North Carolina’s Unbalanced Economy


Summary:

  • North Carolina has grown highly dependent on Mecklenburg and Wake counties for economic growth
  • Most rural counties in the state are economically shrinking or stagnant
  • The state’s economic imbalance is at the root of many other issues

As in most states, North Carolina’s economy has long been supported by its major business hubs. For many decades, the economic engines of cities like Raleigh, Durham, Greensboro/Winston-Salem and Charlotte have been generators of economic growth that support and complement economies around the state. Since time immemorial, our urban economies have grown in balance, and often symbiosis, with rural ones.

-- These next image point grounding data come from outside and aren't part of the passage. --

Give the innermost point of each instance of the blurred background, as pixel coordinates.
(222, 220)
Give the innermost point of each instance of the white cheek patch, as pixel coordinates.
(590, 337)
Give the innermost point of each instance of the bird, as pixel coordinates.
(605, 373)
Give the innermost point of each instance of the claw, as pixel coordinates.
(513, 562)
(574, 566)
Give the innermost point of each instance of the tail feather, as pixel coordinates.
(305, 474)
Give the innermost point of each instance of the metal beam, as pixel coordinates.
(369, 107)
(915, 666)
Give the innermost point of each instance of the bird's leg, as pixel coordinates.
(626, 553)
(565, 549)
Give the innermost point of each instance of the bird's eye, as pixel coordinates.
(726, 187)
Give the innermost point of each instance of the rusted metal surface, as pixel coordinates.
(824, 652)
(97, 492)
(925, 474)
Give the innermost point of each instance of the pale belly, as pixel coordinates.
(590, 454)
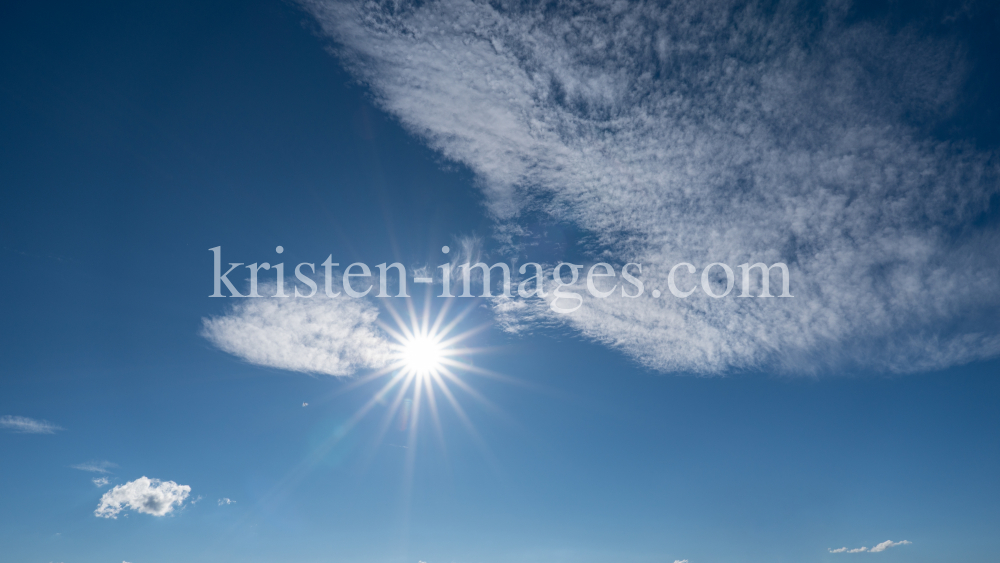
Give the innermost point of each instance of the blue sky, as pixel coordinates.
(857, 145)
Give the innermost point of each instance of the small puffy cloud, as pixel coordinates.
(887, 544)
(95, 466)
(333, 336)
(144, 495)
(25, 425)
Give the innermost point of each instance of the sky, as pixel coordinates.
(142, 420)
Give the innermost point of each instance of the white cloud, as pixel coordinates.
(25, 425)
(95, 466)
(711, 132)
(333, 336)
(887, 544)
(878, 548)
(144, 495)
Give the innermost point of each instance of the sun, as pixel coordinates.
(422, 355)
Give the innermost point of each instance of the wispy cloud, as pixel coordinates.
(25, 425)
(878, 548)
(711, 131)
(95, 466)
(887, 544)
(335, 336)
(144, 495)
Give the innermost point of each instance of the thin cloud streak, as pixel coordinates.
(708, 132)
(25, 425)
(318, 335)
(95, 466)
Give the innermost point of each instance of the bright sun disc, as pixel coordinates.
(422, 355)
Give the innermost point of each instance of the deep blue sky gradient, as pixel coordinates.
(137, 136)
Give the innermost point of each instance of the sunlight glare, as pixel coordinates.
(422, 355)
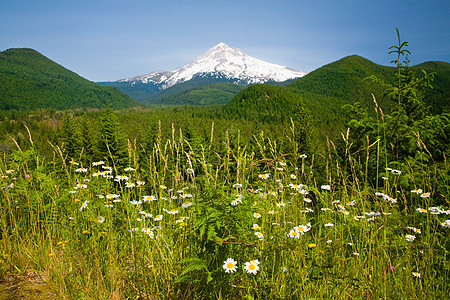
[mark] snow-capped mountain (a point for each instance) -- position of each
(221, 61)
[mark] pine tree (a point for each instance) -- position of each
(111, 142)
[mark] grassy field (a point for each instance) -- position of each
(179, 224)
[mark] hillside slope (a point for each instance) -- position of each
(29, 80)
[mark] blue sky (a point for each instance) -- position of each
(107, 40)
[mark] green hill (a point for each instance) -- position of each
(342, 82)
(265, 103)
(29, 80)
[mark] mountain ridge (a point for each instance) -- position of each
(29, 80)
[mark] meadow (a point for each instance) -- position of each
(258, 199)
(184, 223)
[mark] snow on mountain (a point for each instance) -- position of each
(221, 61)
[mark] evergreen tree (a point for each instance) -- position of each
(111, 142)
(70, 136)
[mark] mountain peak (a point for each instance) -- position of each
(222, 61)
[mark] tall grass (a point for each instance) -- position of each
(163, 227)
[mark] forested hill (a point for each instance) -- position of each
(29, 80)
(342, 82)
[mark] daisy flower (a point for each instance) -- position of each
(252, 267)
(230, 265)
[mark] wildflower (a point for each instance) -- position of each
(446, 224)
(98, 163)
(414, 229)
(252, 267)
(121, 178)
(256, 227)
(149, 198)
(80, 186)
(172, 211)
(410, 238)
(84, 205)
(259, 235)
(186, 204)
(302, 228)
(236, 202)
(148, 232)
(264, 176)
(396, 172)
(130, 184)
(230, 265)
(325, 187)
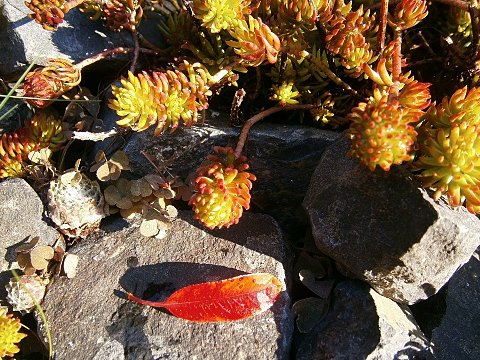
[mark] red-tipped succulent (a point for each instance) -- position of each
(222, 189)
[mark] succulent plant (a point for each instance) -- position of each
(254, 42)
(10, 334)
(48, 13)
(222, 189)
(381, 133)
(161, 98)
(449, 154)
(75, 204)
(285, 94)
(408, 13)
(217, 15)
(26, 290)
(42, 131)
(346, 38)
(51, 81)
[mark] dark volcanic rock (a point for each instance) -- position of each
(282, 157)
(89, 320)
(458, 335)
(76, 39)
(382, 228)
(362, 324)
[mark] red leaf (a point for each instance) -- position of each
(230, 299)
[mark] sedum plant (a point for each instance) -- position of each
(342, 63)
(10, 334)
(222, 189)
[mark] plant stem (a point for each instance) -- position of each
(104, 54)
(397, 60)
(136, 51)
(383, 25)
(332, 76)
(254, 119)
(71, 4)
(457, 3)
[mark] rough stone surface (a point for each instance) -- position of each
(89, 320)
(75, 39)
(22, 218)
(364, 325)
(458, 335)
(282, 157)
(382, 228)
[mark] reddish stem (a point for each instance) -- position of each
(71, 4)
(104, 54)
(383, 25)
(145, 302)
(397, 60)
(254, 119)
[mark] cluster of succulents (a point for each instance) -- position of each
(222, 189)
(44, 130)
(10, 334)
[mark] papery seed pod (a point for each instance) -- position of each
(255, 42)
(381, 133)
(42, 131)
(162, 98)
(222, 189)
(408, 13)
(10, 333)
(24, 292)
(48, 13)
(217, 15)
(50, 81)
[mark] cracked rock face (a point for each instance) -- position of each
(90, 319)
(382, 228)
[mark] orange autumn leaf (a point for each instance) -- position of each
(230, 299)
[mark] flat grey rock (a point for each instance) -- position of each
(22, 218)
(383, 228)
(89, 320)
(362, 324)
(458, 335)
(76, 39)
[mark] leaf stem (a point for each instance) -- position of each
(145, 302)
(254, 119)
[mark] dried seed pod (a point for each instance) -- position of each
(76, 206)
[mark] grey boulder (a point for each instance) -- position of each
(362, 324)
(89, 320)
(22, 218)
(458, 335)
(383, 228)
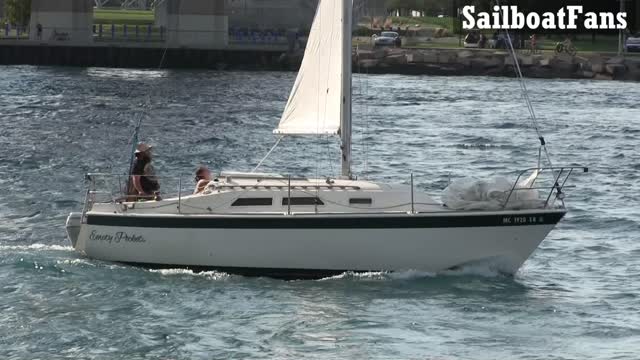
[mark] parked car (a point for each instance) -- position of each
(472, 40)
(387, 38)
(633, 43)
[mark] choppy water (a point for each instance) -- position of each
(577, 298)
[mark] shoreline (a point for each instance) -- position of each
(481, 62)
(403, 61)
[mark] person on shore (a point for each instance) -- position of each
(143, 176)
(203, 178)
(483, 41)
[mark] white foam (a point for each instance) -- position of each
(212, 275)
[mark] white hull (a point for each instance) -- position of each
(295, 251)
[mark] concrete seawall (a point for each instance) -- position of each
(140, 57)
(496, 63)
(449, 62)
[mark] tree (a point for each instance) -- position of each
(17, 12)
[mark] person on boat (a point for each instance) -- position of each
(203, 178)
(143, 176)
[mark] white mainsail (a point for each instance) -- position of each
(314, 106)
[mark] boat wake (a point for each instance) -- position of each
(486, 269)
(210, 275)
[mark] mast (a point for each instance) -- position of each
(345, 111)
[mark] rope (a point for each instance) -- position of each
(269, 153)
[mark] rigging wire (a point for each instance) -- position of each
(525, 94)
(268, 153)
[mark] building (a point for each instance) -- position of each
(287, 14)
(194, 23)
(62, 20)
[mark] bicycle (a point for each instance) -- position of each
(566, 46)
(532, 49)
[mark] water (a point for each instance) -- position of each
(576, 298)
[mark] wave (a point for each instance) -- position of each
(211, 275)
(488, 270)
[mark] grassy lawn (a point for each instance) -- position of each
(428, 22)
(119, 16)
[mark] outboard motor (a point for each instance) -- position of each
(74, 223)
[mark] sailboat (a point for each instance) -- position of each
(292, 227)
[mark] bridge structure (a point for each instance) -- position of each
(204, 24)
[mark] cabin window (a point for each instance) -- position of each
(360, 201)
(253, 202)
(302, 201)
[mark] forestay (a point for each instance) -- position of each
(314, 106)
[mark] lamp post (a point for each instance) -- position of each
(621, 34)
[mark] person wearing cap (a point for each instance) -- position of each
(143, 177)
(203, 178)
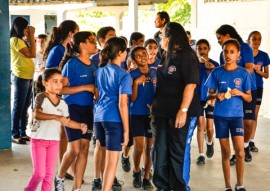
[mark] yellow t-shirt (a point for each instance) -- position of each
(21, 66)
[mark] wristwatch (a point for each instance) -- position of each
(184, 109)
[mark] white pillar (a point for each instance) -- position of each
(133, 15)
(266, 92)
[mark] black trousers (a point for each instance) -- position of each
(171, 153)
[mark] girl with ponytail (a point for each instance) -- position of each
(59, 38)
(78, 92)
(111, 109)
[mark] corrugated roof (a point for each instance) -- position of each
(98, 2)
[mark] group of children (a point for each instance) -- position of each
(110, 92)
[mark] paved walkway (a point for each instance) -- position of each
(16, 168)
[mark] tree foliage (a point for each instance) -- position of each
(179, 10)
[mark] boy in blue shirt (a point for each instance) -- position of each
(144, 83)
(230, 85)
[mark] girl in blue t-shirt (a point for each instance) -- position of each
(144, 85)
(59, 38)
(261, 62)
(206, 66)
(245, 60)
(78, 92)
(136, 39)
(111, 109)
(151, 47)
(230, 84)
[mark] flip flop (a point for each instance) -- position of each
(26, 138)
(19, 141)
(70, 177)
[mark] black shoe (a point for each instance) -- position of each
(233, 160)
(252, 147)
(19, 141)
(147, 184)
(125, 163)
(241, 189)
(150, 176)
(137, 179)
(96, 184)
(59, 184)
(117, 185)
(248, 157)
(201, 160)
(210, 150)
(69, 176)
(94, 140)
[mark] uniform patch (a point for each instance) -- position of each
(171, 69)
(237, 82)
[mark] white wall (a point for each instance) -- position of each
(36, 17)
(244, 16)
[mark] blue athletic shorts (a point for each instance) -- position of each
(249, 108)
(109, 134)
(140, 126)
(80, 114)
(226, 125)
(259, 96)
(207, 112)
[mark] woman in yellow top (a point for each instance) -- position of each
(22, 68)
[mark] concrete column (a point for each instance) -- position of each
(119, 22)
(5, 116)
(61, 16)
(133, 15)
(266, 92)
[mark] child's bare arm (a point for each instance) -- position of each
(246, 96)
(39, 115)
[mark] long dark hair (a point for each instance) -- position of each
(111, 50)
(134, 50)
(164, 15)
(233, 42)
(178, 39)
(228, 29)
(46, 75)
(73, 49)
(17, 27)
(58, 34)
(148, 41)
(252, 33)
(102, 32)
(135, 36)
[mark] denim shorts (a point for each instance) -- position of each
(226, 125)
(80, 114)
(140, 126)
(109, 134)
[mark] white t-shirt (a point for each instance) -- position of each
(49, 129)
(39, 65)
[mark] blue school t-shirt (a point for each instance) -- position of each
(145, 93)
(155, 64)
(78, 74)
(246, 56)
(55, 56)
(220, 79)
(261, 58)
(204, 73)
(111, 81)
(95, 57)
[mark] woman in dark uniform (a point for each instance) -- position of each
(175, 108)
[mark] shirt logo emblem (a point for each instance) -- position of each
(171, 69)
(237, 82)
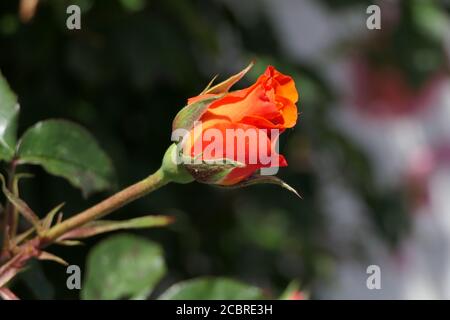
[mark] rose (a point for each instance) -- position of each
(258, 113)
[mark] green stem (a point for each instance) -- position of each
(118, 200)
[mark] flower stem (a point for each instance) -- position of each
(116, 201)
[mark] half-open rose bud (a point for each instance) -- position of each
(224, 137)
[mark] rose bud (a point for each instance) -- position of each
(229, 138)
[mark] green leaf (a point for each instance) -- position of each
(123, 266)
(226, 85)
(101, 226)
(67, 150)
(9, 111)
(209, 288)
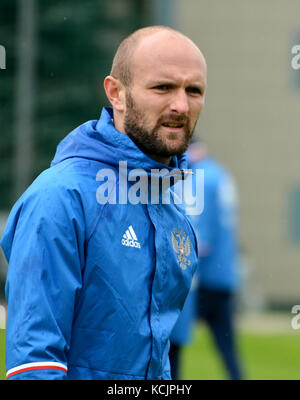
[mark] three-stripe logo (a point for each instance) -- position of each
(130, 239)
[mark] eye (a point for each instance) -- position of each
(163, 88)
(194, 90)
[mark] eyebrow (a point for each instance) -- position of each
(196, 85)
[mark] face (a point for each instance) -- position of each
(166, 96)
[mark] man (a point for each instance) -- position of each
(94, 287)
(217, 273)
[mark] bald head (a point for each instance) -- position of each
(123, 63)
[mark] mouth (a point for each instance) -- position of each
(173, 125)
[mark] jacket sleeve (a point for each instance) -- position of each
(44, 244)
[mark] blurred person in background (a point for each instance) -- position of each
(94, 290)
(218, 268)
(182, 334)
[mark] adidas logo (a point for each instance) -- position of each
(129, 238)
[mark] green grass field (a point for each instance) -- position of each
(271, 356)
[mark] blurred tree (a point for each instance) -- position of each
(76, 41)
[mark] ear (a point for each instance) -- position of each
(115, 92)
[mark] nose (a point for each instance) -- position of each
(179, 103)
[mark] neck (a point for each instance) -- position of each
(162, 160)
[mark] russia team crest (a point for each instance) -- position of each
(182, 246)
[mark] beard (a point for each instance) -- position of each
(150, 141)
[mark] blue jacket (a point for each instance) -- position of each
(217, 228)
(93, 289)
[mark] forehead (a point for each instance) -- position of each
(168, 56)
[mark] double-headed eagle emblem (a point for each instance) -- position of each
(182, 246)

But since 2010, North Carolina’s economic growth has tilted significantly towards large metro areas, leaving rural communities behind. In that period, the share of North Carolina’s entire statewide economy generated just by its two largest urban counties has swelled, while that of the rest of the state has contracted.

Analysis of the last 13 years of real GDP (eg. adjusted for inflation) provides a good illustration of just how much North Carolina’s statewide economy has come to rely on the county economies of just its two juggernauts: Mecklenburg and Wake.

In 2010, North Carolina’s 90 smaller counties by GDP collectively powered a plurality (40%) of the state’s entire economic output by a measurable margin. But by 2023, that lead had flipped. Today, Mecklenburg and Wake alone power 38% (a plurality) of North Carolina’s entire economic output. (As of this writing, real GDP figures for 2024 are not yet available from the U.S. Bureau of Economic Analysis.)

The reason for this shift in balance is simple, at least when one examines the numbers: for 32 out of the state’s 100 counties, their county economies have shrunk over this period.

In rural Edgecombe and Person counties, for example, their countywide economies shrank by a third in 13 years. While the economic decline in most shrinking counties was not that drastic, a third of all counties in the state nevertheless saw contracted economic activity. Every single one of the 32 counties experiencing a shrinking economy is rural (as defined by the NC Rural Center).

Even in counties where the economy has not shrunk since 2010, many of these “growing” economies were actually quite stagnant. A whopping 46 counties – nearly half – have seen annualized real economic growth rates of 2% or less since 2010. In 28 of those counties, the growth rate was 1% or less per year.

For the one-third of all NC counties experiencing shrinking economies over the last 14 years, this has meant lower standards of living, fewer opportunities, shortened horizons and clipped ambitions. This has fueled much of the depopulation of North Carolina’s rural communities over the period. In the 28 other counties where local economies have barely budged, the situation is not altogether different.

The common denominator connecting stagnant or shrinking local economies across the state are that they are predominantly rural. Even a cursory glance at the map above confirms what many know intuitively: economies linked closely to major metropolitan areas have generally fared well, while those that aren’t, have not. Only 12 of North Carolina’s 78 rural counties experienced annualized economic growth of 2% or more over this period.

Another way of visualizing how lopsided North Carolina’s economic growth has been is examining the absolute net-new growth since 2010.

Breaking down the absolute value of new contributions to North Carolina’s statewide real GDP since 2010 confirms that our state’s economic growth has become vastly more concentrated in a small number of areas. Mecklenburg and Wake county alone have been responsible for a whopping 64% of all new economic growth since 2010. The bottom 90 counties combined have contributed only 17%. (This is why Mecklenburg and Wake have grown their share of North Carolina’s total real GDP growth, and the 90 smaller counties’ share has shrunk, as shown in the graph above.)

The last 15 years have been a painful period of economic ruin for rural North Carolina. Economic contraction has fueled depopulation and a shrinking tax base, which in turn has limited local governments’ ability to make investments to intervene.

Yet help from North Carolina’s state legislature has been tepid, if not nonexistent. North Carolina’s leaders obstinately refused to expand Medicaid until 2023, and even that lifeline now appears short-lived. State leaders have eroded support for public schools and infrastructure. The emaciated role of North Carolina’s state government itself has plainly not limited the horizons of powerful industries in the state’s biggest metro areas – but it has been a brutal era for rural residents, who have been left behind by their lawmakers.